The Cone Nebula is an H II region in the constellation of Monoceros. It was discovered by William Herschel on December 26, 1785, at which time he designated it H V.27. The nebula is located about 830 parsecs or 2,700 light-years away from Earth. The Cone Nebula forms part of the nebulosity surrounding the Christmas Tree Cluster. The designation of NGC 2264 in the New General Catalogue refers to both objects and not the nebula alone.
The diffuse Cone Nebula, so named because of its apparent shape, lies in the southern part of NGC 2264, the northern part being the magnitude-3.9 Christmas Tree Cluster. It is in the northern part of Monoceros, just north of the midpoint of a line from Procyon to Betelgeuse.

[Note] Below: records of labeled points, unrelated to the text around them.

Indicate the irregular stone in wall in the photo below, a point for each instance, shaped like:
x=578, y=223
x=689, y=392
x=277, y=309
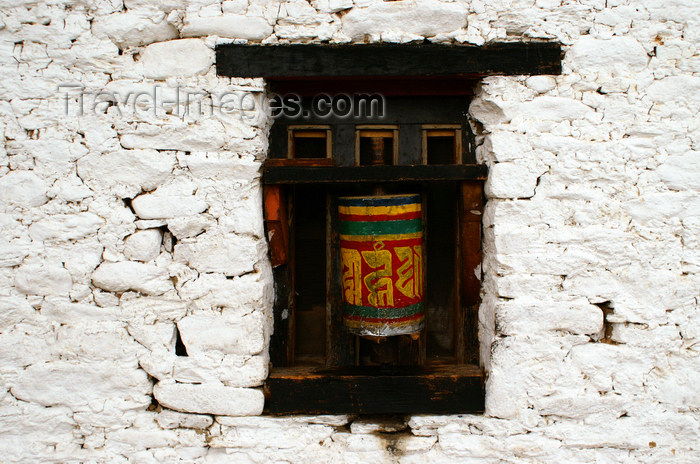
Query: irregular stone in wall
x=14, y=310
x=65, y=227
x=487, y=112
x=552, y=109
x=215, y=290
x=526, y=316
x=676, y=88
x=43, y=279
x=190, y=226
x=229, y=26
x=232, y=370
x=160, y=5
x=680, y=172
x=178, y=198
x=169, y=419
x=621, y=54
x=127, y=275
x=143, y=245
x=12, y=253
x=78, y=384
x=422, y=17
x=134, y=28
x=222, y=165
x=513, y=180
x=63, y=311
x=231, y=255
x=23, y=188
x=203, y=333
x=184, y=57
x=210, y=399
x=126, y=172
x=208, y=134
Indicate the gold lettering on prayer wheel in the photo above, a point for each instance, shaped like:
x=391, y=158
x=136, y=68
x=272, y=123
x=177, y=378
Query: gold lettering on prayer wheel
x=381, y=251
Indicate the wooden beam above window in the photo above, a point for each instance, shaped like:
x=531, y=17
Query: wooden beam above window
x=383, y=59
x=276, y=174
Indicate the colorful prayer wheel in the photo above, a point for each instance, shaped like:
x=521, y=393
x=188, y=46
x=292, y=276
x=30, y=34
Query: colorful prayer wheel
x=381, y=251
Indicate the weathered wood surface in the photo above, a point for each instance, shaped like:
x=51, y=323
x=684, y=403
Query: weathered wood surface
x=333, y=174
x=375, y=390
x=347, y=60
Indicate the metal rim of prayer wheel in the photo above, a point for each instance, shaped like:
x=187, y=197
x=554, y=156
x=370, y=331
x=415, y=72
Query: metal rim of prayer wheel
x=381, y=249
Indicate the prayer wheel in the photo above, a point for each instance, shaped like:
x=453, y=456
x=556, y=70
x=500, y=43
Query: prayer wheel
x=381, y=250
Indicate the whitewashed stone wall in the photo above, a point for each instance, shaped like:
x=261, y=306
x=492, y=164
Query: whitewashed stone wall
x=134, y=221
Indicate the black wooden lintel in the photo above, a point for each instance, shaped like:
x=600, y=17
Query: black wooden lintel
x=386, y=60
x=340, y=174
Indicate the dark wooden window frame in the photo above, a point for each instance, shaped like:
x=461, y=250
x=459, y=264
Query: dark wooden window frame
x=306, y=69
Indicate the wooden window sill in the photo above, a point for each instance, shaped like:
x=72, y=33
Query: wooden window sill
x=433, y=389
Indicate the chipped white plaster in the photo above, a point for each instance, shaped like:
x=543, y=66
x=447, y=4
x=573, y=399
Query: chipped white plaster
x=131, y=215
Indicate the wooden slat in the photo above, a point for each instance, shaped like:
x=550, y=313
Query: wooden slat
x=347, y=60
x=340, y=344
x=298, y=162
x=472, y=206
x=310, y=175
x=276, y=224
x=388, y=87
x=376, y=390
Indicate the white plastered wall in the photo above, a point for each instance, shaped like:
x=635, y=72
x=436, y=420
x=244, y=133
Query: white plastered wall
x=135, y=218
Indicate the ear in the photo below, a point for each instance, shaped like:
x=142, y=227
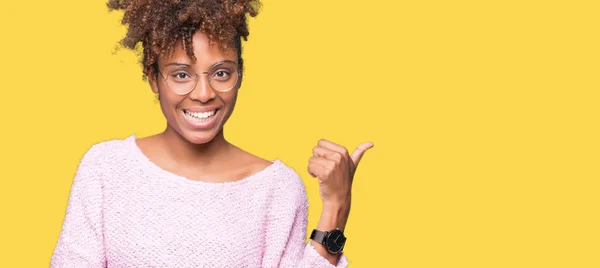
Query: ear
x=153, y=80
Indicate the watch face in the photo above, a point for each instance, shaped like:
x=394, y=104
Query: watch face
x=335, y=241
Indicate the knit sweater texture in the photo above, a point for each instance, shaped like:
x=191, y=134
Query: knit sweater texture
x=125, y=211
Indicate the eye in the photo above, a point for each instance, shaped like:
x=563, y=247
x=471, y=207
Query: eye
x=181, y=75
x=221, y=75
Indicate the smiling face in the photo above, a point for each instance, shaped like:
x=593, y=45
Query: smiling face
x=198, y=116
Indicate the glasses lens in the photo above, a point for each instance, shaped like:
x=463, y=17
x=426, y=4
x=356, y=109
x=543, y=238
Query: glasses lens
x=181, y=81
x=223, y=76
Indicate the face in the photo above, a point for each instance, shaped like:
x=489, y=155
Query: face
x=199, y=115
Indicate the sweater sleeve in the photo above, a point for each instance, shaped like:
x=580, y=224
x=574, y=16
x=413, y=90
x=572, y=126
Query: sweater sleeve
x=80, y=243
x=297, y=252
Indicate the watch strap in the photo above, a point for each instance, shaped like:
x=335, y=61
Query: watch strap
x=318, y=236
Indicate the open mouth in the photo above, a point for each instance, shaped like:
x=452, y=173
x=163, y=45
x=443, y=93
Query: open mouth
x=200, y=117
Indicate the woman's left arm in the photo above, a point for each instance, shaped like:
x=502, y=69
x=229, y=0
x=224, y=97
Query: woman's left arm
x=334, y=167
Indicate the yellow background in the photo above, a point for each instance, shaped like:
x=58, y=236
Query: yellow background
x=484, y=116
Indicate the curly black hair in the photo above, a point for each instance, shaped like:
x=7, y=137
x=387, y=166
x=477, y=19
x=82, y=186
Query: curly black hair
x=157, y=25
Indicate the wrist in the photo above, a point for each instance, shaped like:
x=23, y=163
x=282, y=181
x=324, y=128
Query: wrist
x=333, y=215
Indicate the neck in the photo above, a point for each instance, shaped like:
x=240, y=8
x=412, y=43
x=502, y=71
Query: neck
x=198, y=155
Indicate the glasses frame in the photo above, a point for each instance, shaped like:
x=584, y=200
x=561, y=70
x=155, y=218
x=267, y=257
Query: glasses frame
x=197, y=78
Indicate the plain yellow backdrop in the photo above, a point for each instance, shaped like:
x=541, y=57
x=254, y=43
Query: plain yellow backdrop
x=484, y=116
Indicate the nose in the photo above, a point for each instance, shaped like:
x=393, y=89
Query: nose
x=203, y=92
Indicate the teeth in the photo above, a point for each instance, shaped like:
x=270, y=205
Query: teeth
x=201, y=115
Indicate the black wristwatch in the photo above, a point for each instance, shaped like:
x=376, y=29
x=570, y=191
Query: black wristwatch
x=333, y=240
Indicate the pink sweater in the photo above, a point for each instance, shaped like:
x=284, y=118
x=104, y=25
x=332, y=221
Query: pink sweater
x=124, y=211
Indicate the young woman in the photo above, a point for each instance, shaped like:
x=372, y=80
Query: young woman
x=187, y=197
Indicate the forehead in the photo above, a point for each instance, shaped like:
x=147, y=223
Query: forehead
x=206, y=52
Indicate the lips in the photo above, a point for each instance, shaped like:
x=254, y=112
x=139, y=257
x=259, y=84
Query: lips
x=201, y=118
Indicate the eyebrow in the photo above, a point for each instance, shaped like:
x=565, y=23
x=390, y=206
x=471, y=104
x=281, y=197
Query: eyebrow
x=179, y=64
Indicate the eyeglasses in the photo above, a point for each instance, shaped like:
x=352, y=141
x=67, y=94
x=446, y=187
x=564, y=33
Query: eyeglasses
x=182, y=79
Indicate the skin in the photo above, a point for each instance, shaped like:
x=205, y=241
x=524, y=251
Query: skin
x=205, y=154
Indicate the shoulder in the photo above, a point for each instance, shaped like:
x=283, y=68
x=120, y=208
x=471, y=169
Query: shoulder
x=103, y=152
x=288, y=182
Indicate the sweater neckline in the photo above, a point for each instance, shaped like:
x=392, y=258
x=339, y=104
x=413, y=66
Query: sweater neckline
x=146, y=162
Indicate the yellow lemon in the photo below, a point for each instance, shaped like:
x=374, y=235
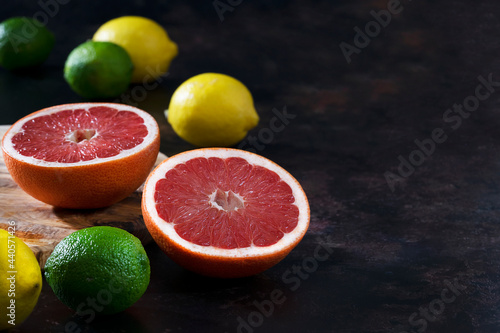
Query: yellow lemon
x=20, y=290
x=212, y=109
x=147, y=43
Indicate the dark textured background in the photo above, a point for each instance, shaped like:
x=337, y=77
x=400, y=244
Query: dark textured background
x=393, y=253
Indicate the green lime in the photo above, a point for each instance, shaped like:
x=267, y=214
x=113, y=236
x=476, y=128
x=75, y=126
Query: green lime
x=98, y=70
x=24, y=42
x=98, y=270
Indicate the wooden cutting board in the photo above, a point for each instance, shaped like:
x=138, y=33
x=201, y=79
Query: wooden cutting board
x=42, y=226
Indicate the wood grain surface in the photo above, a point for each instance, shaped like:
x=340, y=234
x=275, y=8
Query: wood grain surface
x=42, y=226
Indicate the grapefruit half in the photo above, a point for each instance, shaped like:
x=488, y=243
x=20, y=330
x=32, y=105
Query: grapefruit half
x=83, y=155
x=224, y=212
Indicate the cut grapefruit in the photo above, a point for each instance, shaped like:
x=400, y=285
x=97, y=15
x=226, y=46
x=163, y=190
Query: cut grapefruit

The cone's shape comes from a dark absorption nebula consisting of cold molecular hydrogen and dust in front of a faint emission nebula containing hydrogen ionized by S Monocerotis, the brightest star of NGC 2264. The faint nebula is approximately seven light-years long (with an apparent length of 10 arcminutes), and is 2,700 light-years away from Earth.